Influence of Y 2O 3 and Fe 2Y additions on the formation of nano-scale oxide particles and the mechanical properties of an ODS RAF steel

Abstract

The main goal of this work was to manufacture an oxide dispersion strengthened (ODS) reduced activation ferritic steel from a pre-alloyed, gas atomised Fe–14Cr–2W–0.2Ti (in wt.%) powder mechanically alloyed with either 0.3%Y 2O 3 or 0.5%Fe 2Y particles and consolidated by hot isostatic pressing, and to investigate its microstructure, microhardness and Charpy impact properties.
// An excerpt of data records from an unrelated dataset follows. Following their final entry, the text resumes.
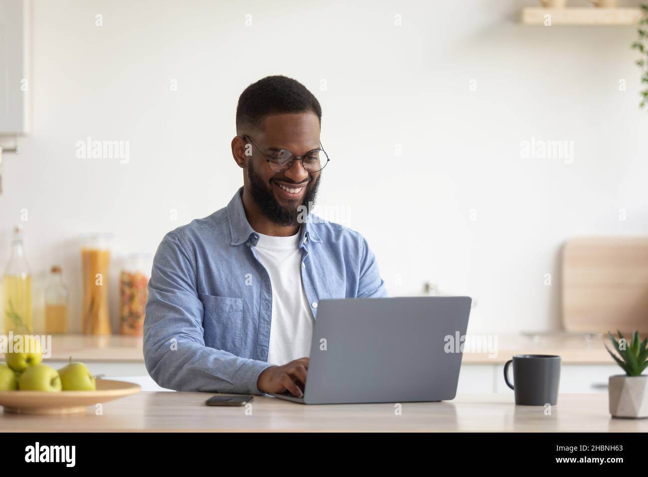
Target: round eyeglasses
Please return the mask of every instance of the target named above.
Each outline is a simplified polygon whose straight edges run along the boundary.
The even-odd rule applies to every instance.
[[[309,151],[301,157],[297,157],[288,149],[273,149],[270,154],[264,154],[257,145],[253,142],[249,136],[243,136],[244,140],[249,141],[252,145],[266,159],[266,162],[273,172],[284,172],[292,167],[292,163],[297,159],[301,161],[301,165],[308,172],[319,172],[329,164],[330,160],[323,149],[317,149]],[[319,143],[320,147],[321,142]]]

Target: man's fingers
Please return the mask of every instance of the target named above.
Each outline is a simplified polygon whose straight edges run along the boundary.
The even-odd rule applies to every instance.
[[[293,366],[288,371],[288,373],[290,374],[290,376],[297,378],[305,385],[306,384],[306,375],[307,374],[307,371],[306,371],[306,367],[303,365],[298,364],[296,366]]]
[[[300,358],[299,359],[290,361],[290,364],[301,364],[305,368],[308,369],[309,361],[310,361],[310,358],[308,356],[304,356],[303,358]]]
[[[304,395],[303,393],[301,392],[301,389],[299,389],[299,387],[297,385],[295,382],[292,380],[292,378],[288,374],[284,374],[281,376],[281,384],[290,391],[291,394],[294,396],[301,397]]]

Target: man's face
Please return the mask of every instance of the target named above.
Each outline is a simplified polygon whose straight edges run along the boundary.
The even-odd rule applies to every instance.
[[[267,116],[262,132],[252,141],[267,156],[279,149],[288,149],[301,157],[319,147],[319,121],[312,112],[275,114]],[[305,206],[310,211],[315,202],[321,173],[308,172],[301,160],[293,161],[290,169],[276,173],[254,147],[248,161],[250,194],[263,214],[283,226],[298,225]],[[282,187],[283,186],[283,187]],[[285,189],[289,189],[286,191]]]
A lower oxygen content was measured in the ODS Fe 2Y steel than in the ODS Y 2O 3 steel. However, the mean size of nanoclusters in the ODS Fe 2Y steel was found larger, whereas density was smaller, than in the ODS Y 2O 3 steel. In addition, the nanoclusters in the ODS Fe 2Y steel appear less stable upon thermal annealing at 1350 °C for 1 h. Vickers microhardness measurements revealed that after HIPping the ODS Y 2O 3 is about 40% harder (366 HV 0.1) than the ODS Fe 2Y (260 HV 0.1). After heat treatment at 1350 °C the microhardness of both alloys was found smaller by about 30%. The ODS Fe 2Y steel was found to exhibit a much better Charpy impact behaviour, with an upper shelf energy of 8.8 J and a ductile-to-brittle transition temperature of −24 °C. The differences in mechanical properties were discussed in terms of the oxygen content as well as in the mean size, number density and crystallographic structure of the nanoclusters.